One of the most successful and award-winning female artists of all time, Houston was 48, and is survived by Bobbi Kristina, her 18-year-old daughter with ex-husband Bobby Brown to whom she was married from 1992 to 2007. Her body was found at the Beverly Hilton, where the "How Will I Know" singer had been staying.
UPDATE: Authorities confirmed that Houston was found unresponsive in her hotel room Saturday afternoon; paramedics performed CPR for about 20 minutes, and declared her dead at 3:55 p.m.
Her cause of death is still unknown. "Nothing obvious at this time," Beverly Hills police Lt. Mark Rosen told reporters, according to the LA Times. "No signs of foul play."
Houston had been in the area to perform at mentor Clive Davis' annual pre-Grammys party, which has now been canceled.
After Houston's heyday in the late 1980s and early 1990s (including her hugely successful album The Bodyguard, the soundtrack from the film in which she starred), she famously struggled with drug addiction, and her world-famous voice became noticeably raspy on later recordings.
She entered an out-patient drug rehab program in May 2009 for drug and alcohol treatment, her rep confirmed at the time. The "I Will Always Love You" singer opened up to Diane Sawyer in a 2002 interview about her substance abuse problems, saying that she had used marijuana, cocaine and pills "at times" to get high.

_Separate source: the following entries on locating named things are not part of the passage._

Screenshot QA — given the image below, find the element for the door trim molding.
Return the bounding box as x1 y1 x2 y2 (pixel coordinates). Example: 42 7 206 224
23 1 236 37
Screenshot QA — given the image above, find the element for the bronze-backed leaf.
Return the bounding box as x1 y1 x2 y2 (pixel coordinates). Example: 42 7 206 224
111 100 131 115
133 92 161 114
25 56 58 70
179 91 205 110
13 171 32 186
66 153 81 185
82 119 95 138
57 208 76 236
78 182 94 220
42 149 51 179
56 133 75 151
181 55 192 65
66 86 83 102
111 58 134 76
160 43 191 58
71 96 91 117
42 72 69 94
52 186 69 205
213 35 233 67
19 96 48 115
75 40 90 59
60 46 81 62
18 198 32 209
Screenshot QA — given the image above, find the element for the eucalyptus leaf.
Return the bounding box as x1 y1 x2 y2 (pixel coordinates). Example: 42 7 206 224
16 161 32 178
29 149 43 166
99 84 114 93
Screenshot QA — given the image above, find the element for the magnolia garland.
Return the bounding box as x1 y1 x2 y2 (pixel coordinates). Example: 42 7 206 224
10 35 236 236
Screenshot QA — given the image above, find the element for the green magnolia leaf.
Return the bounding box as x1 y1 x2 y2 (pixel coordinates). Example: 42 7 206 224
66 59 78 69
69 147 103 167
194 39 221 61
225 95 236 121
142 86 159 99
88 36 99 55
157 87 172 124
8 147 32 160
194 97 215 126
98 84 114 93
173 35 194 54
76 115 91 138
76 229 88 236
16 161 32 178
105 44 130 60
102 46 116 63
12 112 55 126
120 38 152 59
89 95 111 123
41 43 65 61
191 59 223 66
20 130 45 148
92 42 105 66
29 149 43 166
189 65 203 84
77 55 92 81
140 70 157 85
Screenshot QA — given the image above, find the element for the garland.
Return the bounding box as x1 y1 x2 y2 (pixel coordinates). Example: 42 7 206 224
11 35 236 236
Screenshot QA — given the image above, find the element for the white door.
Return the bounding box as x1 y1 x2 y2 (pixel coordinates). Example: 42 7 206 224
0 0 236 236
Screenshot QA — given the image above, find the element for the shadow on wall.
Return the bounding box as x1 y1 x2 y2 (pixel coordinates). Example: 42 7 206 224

In her extraordinary music career, Houston sold over 200 million albums worldwide, won six Grammy awards, two Emmy awards and more.
The superstar was born in Newark, NJ, the daughter of gospel singer Cissy Houston; she was discovered by famed music producer Clive Davis, her champion throughout her career, at an NYC nightclub.
Houston (who followed up her role in The Bodyguard with parts in The Preacher's Wife and Waiting to Exhale) was set to star in a new film this year, Sparkle, a remake of a 1976 film loosely based on the Supremes.
The Recording Academy was among the first to release a statement after Houston's death: "Six-time GRAMMY winner Whitney Houston was one of the world's greatest pop singers of all time who leaves behind a robust musical soundtrack spanning the past three decades. Her powerful voice graced many memorable and award-winning songs. A light has been dimmed in our music community today, and we extend our deepest condolences to her family, friends, fans and all who have been touched by her beautiful voice."